イクタサ








込み上げる嘔吐感に、ロイドは蹲った。気持ち悪い、と独り言を言って気をまぎらわせようとするが、あまり意味は無くて、目眩ばかりがする。

昨日は、第二皇子シュナイゼル殿下の誕生日だった。直属の部隊だから、とシュナイゼル殿下直々の命令でパーティに顔を出すことになり、案の定につかまってしまって――今に至る。これが貴族が好きな、ある種パフォーマンスのようなものだったなら逃げ出せたかもしれない、と思う。だが、特別派遣嚮導技術部――通称、特派――が呼ばれたのは個人的なものだった。

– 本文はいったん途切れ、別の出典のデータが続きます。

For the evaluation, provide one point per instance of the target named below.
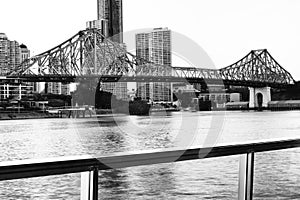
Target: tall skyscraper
(11, 55)
(155, 46)
(112, 12)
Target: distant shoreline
(25, 115)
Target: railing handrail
(63, 165)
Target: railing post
(246, 176)
(89, 185)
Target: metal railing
(90, 166)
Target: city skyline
(225, 30)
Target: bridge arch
(259, 97)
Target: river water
(277, 174)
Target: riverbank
(25, 115)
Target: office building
(11, 56)
(100, 24)
(155, 46)
(112, 12)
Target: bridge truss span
(89, 54)
(257, 66)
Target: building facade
(155, 46)
(11, 55)
(112, 12)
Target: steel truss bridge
(88, 54)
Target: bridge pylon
(259, 97)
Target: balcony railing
(90, 166)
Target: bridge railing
(90, 166)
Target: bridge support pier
(259, 97)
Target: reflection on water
(277, 173)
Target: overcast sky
(226, 29)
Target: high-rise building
(112, 12)
(155, 46)
(11, 55)
(100, 24)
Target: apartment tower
(111, 13)
(155, 46)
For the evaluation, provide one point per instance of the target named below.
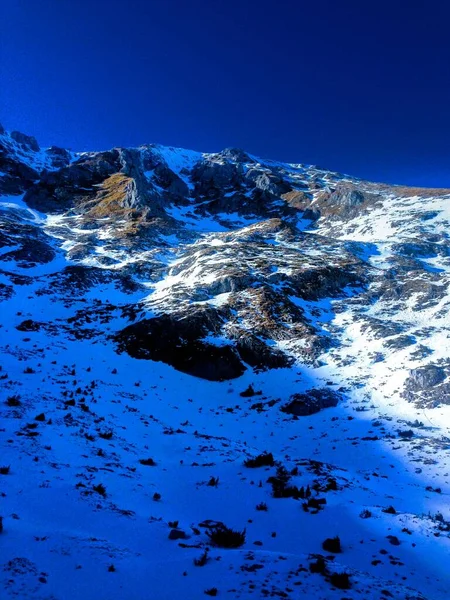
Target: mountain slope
(201, 309)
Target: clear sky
(361, 87)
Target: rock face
(425, 386)
(311, 402)
(229, 263)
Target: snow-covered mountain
(166, 316)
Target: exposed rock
(25, 140)
(311, 402)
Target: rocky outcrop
(311, 402)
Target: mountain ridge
(206, 308)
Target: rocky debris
(26, 141)
(177, 341)
(425, 377)
(311, 402)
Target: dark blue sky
(361, 87)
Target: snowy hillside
(192, 343)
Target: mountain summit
(208, 310)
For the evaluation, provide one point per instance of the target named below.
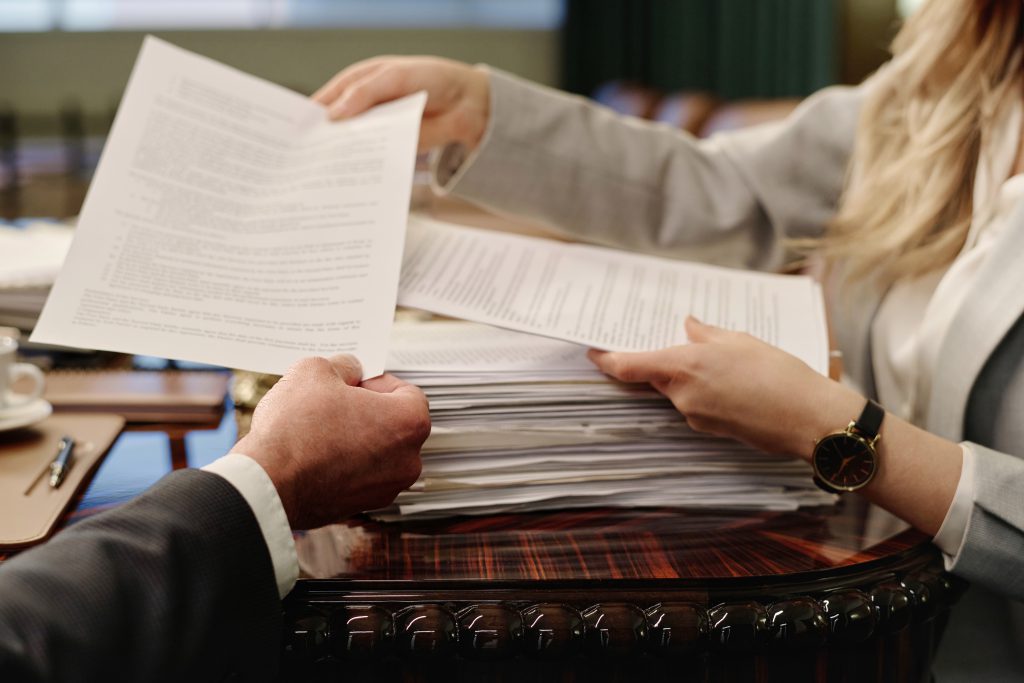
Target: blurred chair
(628, 98)
(689, 111)
(699, 113)
(742, 114)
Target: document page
(229, 222)
(602, 297)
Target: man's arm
(179, 584)
(175, 585)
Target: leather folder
(140, 395)
(30, 508)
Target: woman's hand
(458, 95)
(731, 384)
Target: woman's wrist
(833, 407)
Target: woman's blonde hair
(908, 201)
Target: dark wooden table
(840, 594)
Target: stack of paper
(32, 258)
(524, 423)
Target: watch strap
(869, 422)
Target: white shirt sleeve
(255, 485)
(950, 536)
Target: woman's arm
(731, 384)
(588, 172)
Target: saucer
(23, 416)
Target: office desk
(845, 593)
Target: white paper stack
(524, 423)
(30, 260)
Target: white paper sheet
(229, 222)
(601, 297)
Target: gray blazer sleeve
(992, 553)
(582, 169)
(176, 585)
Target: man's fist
(333, 446)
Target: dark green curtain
(735, 48)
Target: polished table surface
(837, 593)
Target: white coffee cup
(11, 372)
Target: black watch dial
(844, 461)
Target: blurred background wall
(56, 54)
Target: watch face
(844, 461)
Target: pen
(61, 463)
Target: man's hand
(458, 95)
(333, 446)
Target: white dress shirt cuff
(950, 537)
(255, 485)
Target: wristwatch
(847, 460)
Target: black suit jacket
(176, 585)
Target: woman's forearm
(918, 471)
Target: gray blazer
(175, 586)
(732, 200)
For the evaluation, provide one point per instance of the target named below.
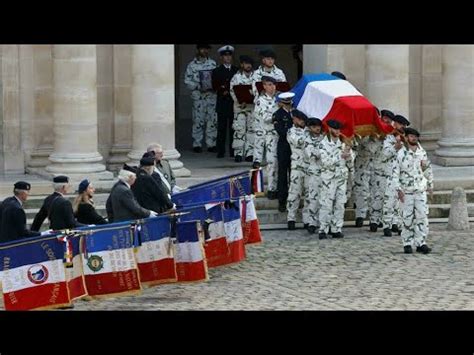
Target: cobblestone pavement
(296, 271)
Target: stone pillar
(153, 102)
(11, 154)
(456, 146)
(75, 114)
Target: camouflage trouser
(204, 114)
(414, 214)
(313, 196)
(266, 142)
(378, 182)
(332, 199)
(299, 184)
(361, 186)
(244, 133)
(391, 206)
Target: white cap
(225, 49)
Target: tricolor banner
(190, 258)
(109, 262)
(155, 255)
(33, 275)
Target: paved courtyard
(296, 271)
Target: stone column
(75, 114)
(153, 102)
(456, 146)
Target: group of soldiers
(140, 192)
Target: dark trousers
(284, 167)
(224, 125)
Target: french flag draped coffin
(109, 262)
(74, 272)
(250, 224)
(155, 256)
(328, 97)
(190, 258)
(233, 232)
(33, 274)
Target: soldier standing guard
(412, 178)
(198, 79)
(221, 77)
(244, 123)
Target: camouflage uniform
(275, 73)
(334, 174)
(299, 180)
(413, 179)
(391, 206)
(204, 103)
(244, 124)
(266, 138)
(312, 157)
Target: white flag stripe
(188, 252)
(319, 96)
(155, 250)
(17, 278)
(110, 261)
(233, 230)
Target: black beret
(127, 167)
(339, 75)
(313, 121)
(334, 124)
(387, 113)
(401, 119)
(61, 178)
(22, 185)
(246, 59)
(265, 53)
(268, 78)
(413, 131)
(299, 114)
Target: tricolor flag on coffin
(190, 259)
(109, 262)
(33, 275)
(250, 224)
(233, 232)
(328, 97)
(155, 256)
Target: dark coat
(149, 194)
(13, 221)
(87, 214)
(122, 204)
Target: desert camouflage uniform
(299, 180)
(313, 157)
(266, 138)
(413, 178)
(204, 103)
(244, 123)
(334, 174)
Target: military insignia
(95, 263)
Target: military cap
(339, 75)
(387, 113)
(61, 178)
(22, 185)
(313, 121)
(334, 124)
(83, 185)
(401, 119)
(267, 53)
(225, 50)
(413, 131)
(246, 59)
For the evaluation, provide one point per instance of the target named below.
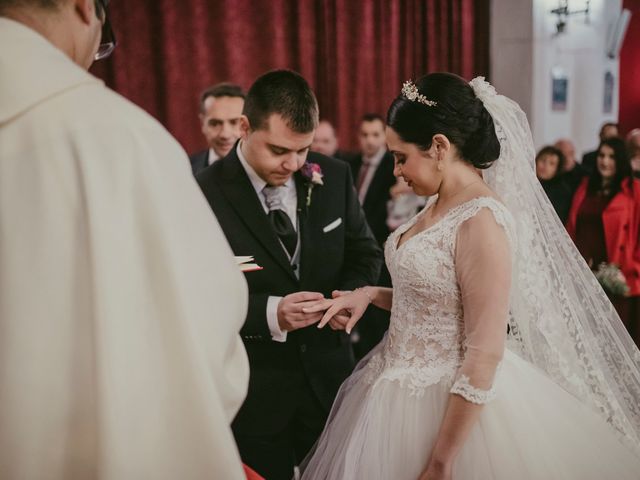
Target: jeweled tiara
(410, 91)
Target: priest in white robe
(120, 300)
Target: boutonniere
(313, 175)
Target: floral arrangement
(612, 279)
(313, 173)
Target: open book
(247, 264)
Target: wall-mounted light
(563, 11)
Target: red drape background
(629, 116)
(354, 53)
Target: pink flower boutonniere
(313, 173)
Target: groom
(304, 226)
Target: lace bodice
(427, 339)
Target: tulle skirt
(533, 430)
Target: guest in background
(373, 176)
(608, 130)
(220, 110)
(549, 169)
(325, 141)
(404, 204)
(633, 149)
(604, 222)
(573, 171)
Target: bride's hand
(352, 304)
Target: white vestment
(120, 300)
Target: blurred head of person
(325, 140)
(371, 134)
(608, 130)
(278, 124)
(220, 111)
(80, 28)
(568, 149)
(549, 163)
(612, 167)
(633, 142)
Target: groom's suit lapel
(237, 187)
(307, 222)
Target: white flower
(483, 89)
(316, 178)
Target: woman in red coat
(604, 223)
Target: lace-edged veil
(560, 318)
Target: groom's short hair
(285, 93)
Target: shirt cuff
(277, 335)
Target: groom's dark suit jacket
(338, 251)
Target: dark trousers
(273, 455)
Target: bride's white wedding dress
(387, 415)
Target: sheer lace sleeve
(483, 270)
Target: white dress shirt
(291, 209)
(213, 156)
(373, 163)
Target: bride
(504, 359)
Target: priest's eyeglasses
(108, 39)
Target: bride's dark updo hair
(459, 115)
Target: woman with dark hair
(604, 222)
(451, 392)
(550, 163)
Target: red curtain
(630, 71)
(354, 53)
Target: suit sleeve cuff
(277, 335)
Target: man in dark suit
(325, 141)
(373, 176)
(304, 226)
(220, 110)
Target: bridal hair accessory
(410, 91)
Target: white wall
(525, 49)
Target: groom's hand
(290, 314)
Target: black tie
(280, 221)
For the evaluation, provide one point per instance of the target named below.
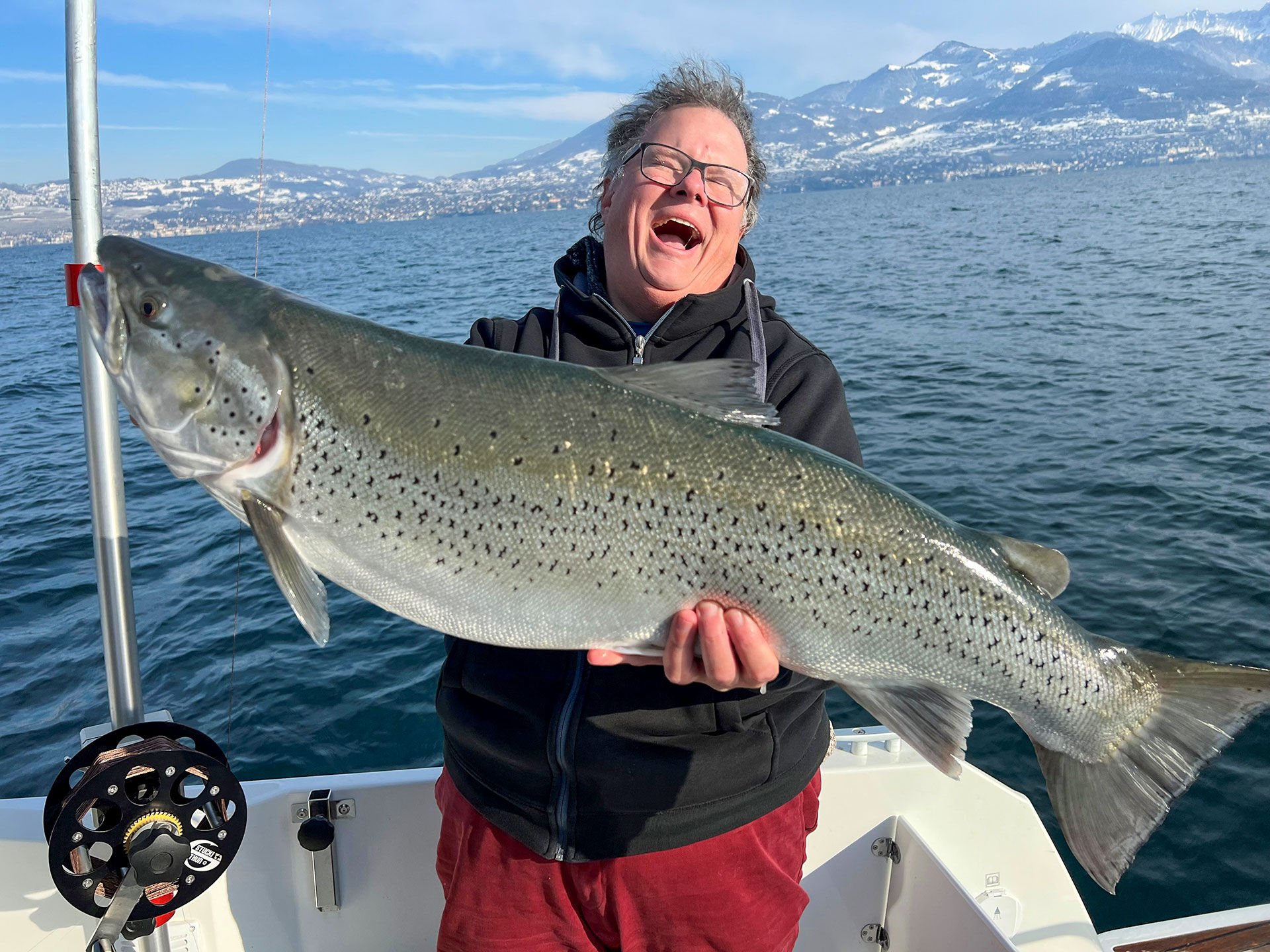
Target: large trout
(535, 504)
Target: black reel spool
(168, 797)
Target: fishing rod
(146, 816)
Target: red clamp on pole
(71, 272)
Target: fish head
(187, 346)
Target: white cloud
(105, 78)
(567, 107)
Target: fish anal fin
(723, 389)
(304, 590)
(1109, 809)
(1046, 568)
(931, 719)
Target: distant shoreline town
(1160, 91)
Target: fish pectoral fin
(1109, 809)
(722, 389)
(931, 719)
(1044, 568)
(305, 592)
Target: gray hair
(691, 83)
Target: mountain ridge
(1159, 89)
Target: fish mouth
(95, 298)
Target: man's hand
(734, 654)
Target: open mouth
(93, 298)
(677, 234)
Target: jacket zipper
(567, 723)
(642, 339)
(559, 749)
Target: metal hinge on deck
(318, 836)
(875, 935)
(886, 848)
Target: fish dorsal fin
(931, 719)
(723, 389)
(1046, 568)
(299, 583)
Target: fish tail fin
(1109, 809)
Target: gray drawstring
(757, 342)
(556, 329)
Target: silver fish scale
(497, 520)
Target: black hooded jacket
(589, 763)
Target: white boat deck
(977, 871)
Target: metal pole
(101, 411)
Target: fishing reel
(142, 822)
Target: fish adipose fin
(299, 583)
(929, 717)
(1109, 809)
(1044, 568)
(722, 389)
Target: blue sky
(436, 88)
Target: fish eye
(151, 306)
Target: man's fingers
(759, 663)
(716, 655)
(680, 659)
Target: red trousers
(734, 891)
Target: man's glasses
(667, 165)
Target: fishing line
(255, 273)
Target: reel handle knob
(317, 833)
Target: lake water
(1081, 360)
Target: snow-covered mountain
(1234, 42)
(1159, 89)
(1242, 26)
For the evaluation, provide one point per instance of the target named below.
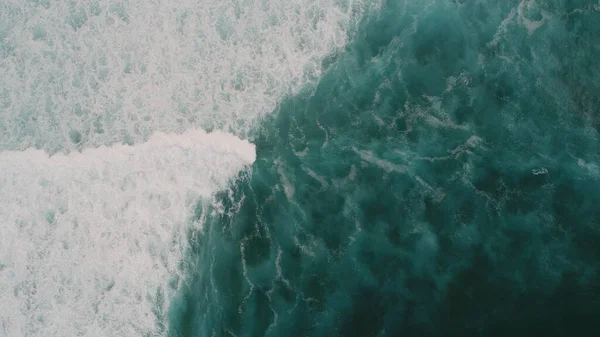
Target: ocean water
(300, 168)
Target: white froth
(79, 74)
(88, 239)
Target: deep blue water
(442, 178)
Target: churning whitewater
(102, 155)
(278, 168)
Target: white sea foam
(80, 74)
(88, 239)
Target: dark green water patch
(442, 179)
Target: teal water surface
(440, 179)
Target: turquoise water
(440, 179)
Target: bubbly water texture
(91, 231)
(89, 240)
(77, 74)
(442, 179)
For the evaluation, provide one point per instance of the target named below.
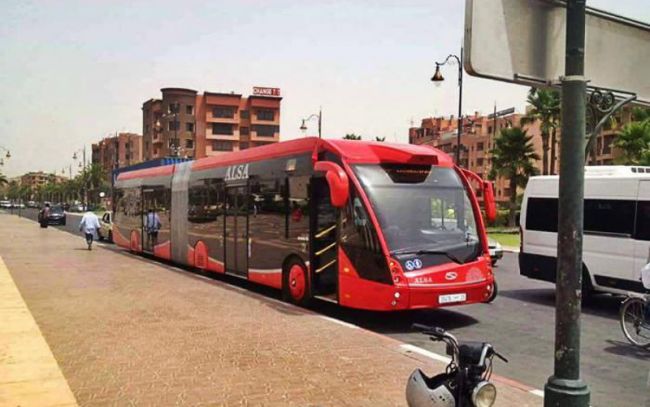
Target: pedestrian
(44, 214)
(152, 225)
(89, 225)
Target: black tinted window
(601, 215)
(643, 220)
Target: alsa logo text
(237, 172)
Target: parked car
(105, 231)
(496, 250)
(56, 216)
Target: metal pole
(320, 118)
(460, 105)
(565, 388)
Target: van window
(643, 221)
(601, 216)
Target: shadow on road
(602, 305)
(627, 349)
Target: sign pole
(565, 388)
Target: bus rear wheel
(295, 283)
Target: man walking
(152, 226)
(89, 225)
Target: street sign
(523, 42)
(501, 113)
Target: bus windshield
(422, 210)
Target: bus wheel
(493, 295)
(295, 283)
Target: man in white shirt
(89, 225)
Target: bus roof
(352, 151)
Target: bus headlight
(484, 394)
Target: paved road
(520, 324)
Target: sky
(73, 72)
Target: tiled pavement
(130, 331)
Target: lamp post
(319, 116)
(7, 156)
(437, 77)
(83, 177)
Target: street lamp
(318, 116)
(74, 157)
(437, 78)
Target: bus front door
(324, 238)
(236, 231)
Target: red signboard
(258, 91)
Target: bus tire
(295, 282)
(495, 291)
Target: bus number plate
(446, 299)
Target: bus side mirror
(337, 180)
(488, 199)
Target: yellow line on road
(29, 373)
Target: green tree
(545, 107)
(634, 142)
(513, 157)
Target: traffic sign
(523, 42)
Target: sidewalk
(126, 330)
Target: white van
(616, 243)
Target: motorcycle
(466, 380)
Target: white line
(336, 321)
(431, 355)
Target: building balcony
(255, 137)
(213, 119)
(230, 137)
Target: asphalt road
(520, 324)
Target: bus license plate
(446, 299)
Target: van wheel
(295, 283)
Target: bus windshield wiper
(429, 251)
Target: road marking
(537, 392)
(431, 355)
(29, 373)
(336, 321)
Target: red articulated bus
(368, 225)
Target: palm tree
(513, 158)
(634, 142)
(545, 107)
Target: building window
(221, 145)
(265, 114)
(222, 128)
(266, 131)
(224, 112)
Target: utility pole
(565, 387)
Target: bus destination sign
(259, 91)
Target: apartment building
(185, 123)
(121, 150)
(477, 142)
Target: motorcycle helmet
(422, 391)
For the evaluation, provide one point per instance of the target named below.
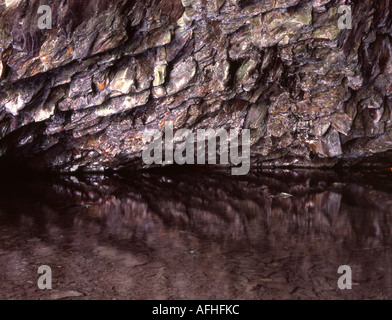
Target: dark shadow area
(196, 233)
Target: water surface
(197, 234)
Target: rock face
(82, 95)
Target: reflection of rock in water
(194, 233)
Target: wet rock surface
(197, 235)
(82, 95)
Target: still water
(197, 234)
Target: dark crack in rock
(82, 95)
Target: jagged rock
(82, 95)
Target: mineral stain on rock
(81, 95)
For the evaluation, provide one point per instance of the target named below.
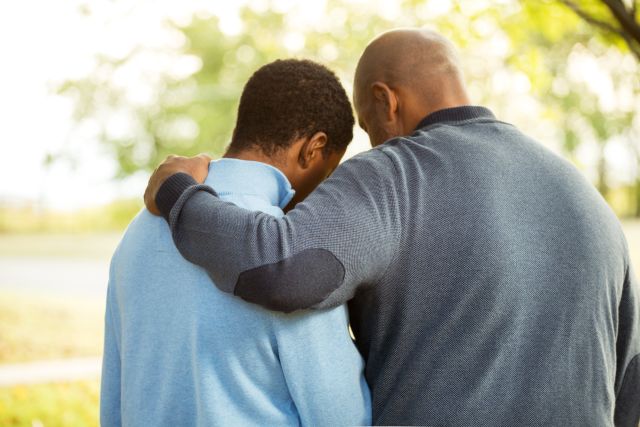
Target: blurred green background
(156, 78)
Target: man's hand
(197, 167)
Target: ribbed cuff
(170, 192)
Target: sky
(46, 42)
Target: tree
(613, 17)
(194, 111)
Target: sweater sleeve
(110, 386)
(344, 235)
(627, 386)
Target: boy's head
(295, 115)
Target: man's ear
(312, 149)
(385, 97)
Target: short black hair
(290, 99)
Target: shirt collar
(251, 178)
(456, 114)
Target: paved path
(55, 276)
(50, 371)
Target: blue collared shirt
(180, 352)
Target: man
(491, 283)
(180, 352)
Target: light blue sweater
(180, 352)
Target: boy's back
(180, 352)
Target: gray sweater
(489, 284)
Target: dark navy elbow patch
(294, 283)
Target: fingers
(197, 167)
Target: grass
(35, 327)
(51, 405)
(632, 231)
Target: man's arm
(323, 369)
(627, 412)
(345, 233)
(110, 403)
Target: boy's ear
(312, 149)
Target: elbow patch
(297, 282)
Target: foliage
(35, 327)
(546, 43)
(52, 405)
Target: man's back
(491, 284)
(180, 352)
(506, 298)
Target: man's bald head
(421, 69)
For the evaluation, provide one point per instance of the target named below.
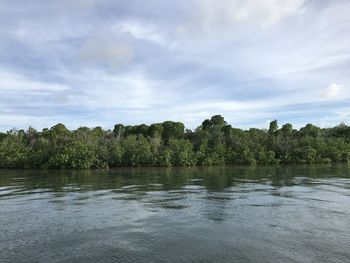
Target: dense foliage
(169, 144)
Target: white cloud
(333, 90)
(107, 51)
(214, 16)
(141, 30)
(14, 82)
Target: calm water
(242, 214)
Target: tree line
(169, 144)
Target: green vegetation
(169, 144)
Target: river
(219, 214)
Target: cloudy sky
(101, 62)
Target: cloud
(333, 90)
(211, 16)
(14, 83)
(110, 52)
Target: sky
(101, 62)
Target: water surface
(230, 214)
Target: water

セシルは遠慮して参加しなかったので、実際参加したのはロイドとスザク、そして数名のスタッフだけだ。

「っ、ふ」

呼吸が浅くなり、息が止まりそうになる。堪らず立ち上がり、トイレに行こうと歩き出すが、無理だった。壁にもたれて、呼吸を整えようとする。は、と吐き出す息はアルコール臭くて、余計に気持ち悪くなった。もともと酒には弱くも強くもなかったが、久しぶりに胃に入れたアルコールはなかなかに刺激的だった。シュナイゼルの近くに座らされ、酒を煽られ、腰を撫で回された。もちろん、見えないように。飲み慣れない酒で、ロイドは早々に右も左も分からなくなった。隣でシュナイゼルが面白そうに目を細めていたのは覚えている。周りの部下らしき人達が心配そうにこちらを伺っていたのも。そこまでは記憶にあるのだが。

「大丈夫ですか?」
「……大丈夫そうに見えるかい?」
「あんまり」

いつのまにか傍らに立っていた青年――枢木スザクは苦笑して、ロイドの背中をさすり始めた。掌には、くっきりと浮き上がっているだろう背骨の感触があって、余計に苦笑してしまう。また、痩せた。きっと最近、きちんとした食事を取っていないせいだろう。食事に時間を掛けることをしないで、コーヒーや、栄養補助食品ばかり口にしているからだ。スザクは密かに溜め息を吐いた。

「ん、何…?」
「…いえ、何でも」
「? あ、もう良いよ、アリガト」
「…大丈夫ですか?」
「ウン」



ふと気が付くと、目の前にあったシュナイゼルの顔。自分の身体に目をやると服を着ていなかった。また意識が遠のいていったが、息苦しさに我に返ると、シュナイゼルがロイドの上で何やらごそごそと身体を動かしていた。酒で麻痺していたのか、その感覚は、なかった。ロイドは意識を戻したり失ったりを繰り返し、やがて静寂の中に飲み込まれていった。




「でも顔色が…」
「だぁいじょうぶだよ。二日酔いなだけ」
「…シュナイゼル殿下が、ロイドさんは酔い方が下手糞だって言ってました」
「殿下が?」

心底嫌そうに、ロイドは顔を歪めた。いけしゃあしゃあと、よく言う。次から次へと酒をすすめてきたのはシュナイゼルで、酔い方が上手も下手もないだろう。胃の違和感は、未だ消えてくれない。ロイドは心の中で盛大な溜め息を吐いた。

「…ハハッ、誰のせいだと思ってるんだか」

思い出したらまた吐き気がしたので、ロイドは壁に背中を預けることにした。それから、そっと目を閉じる。昨夜の行為は、薄れた記憶の中にあってあまり覚えていないが、腰の鈍痛がそれを物語っている。まだ抜けないアルコールに頭まで痛くなってきて、ロイドは心中舌打ちをした。

「…もしかして、未だ気分が?」
「んーん、大丈夫。眠いだけだよ。ボク、宿直室で仮眠取ってくるから。何かあったら呼んでね」
「分かりました。ゆっくり休んで下さい」
「…ん、スザク君もね。明日の訓練に響くから。じゃあ、オヤスミ」

スザクが少し寂しそうな表情を浮かべていた気もするが今夜はもう相手をする余裕なんて残っていない。いろいろと、疲れた。ひたすらに眠くて、簡易ベッドにほとんど倒れるような形で寝転んだ。あまりスプリングは効いていないベッドだが、他のものよりも格段に安心して眠れる。その証拠に、すぐロイドに眠気が襲ってきた。暫く酒は飲まないことにしよう、と落ちていく瞼が閉じる瞬間にロイドは思った。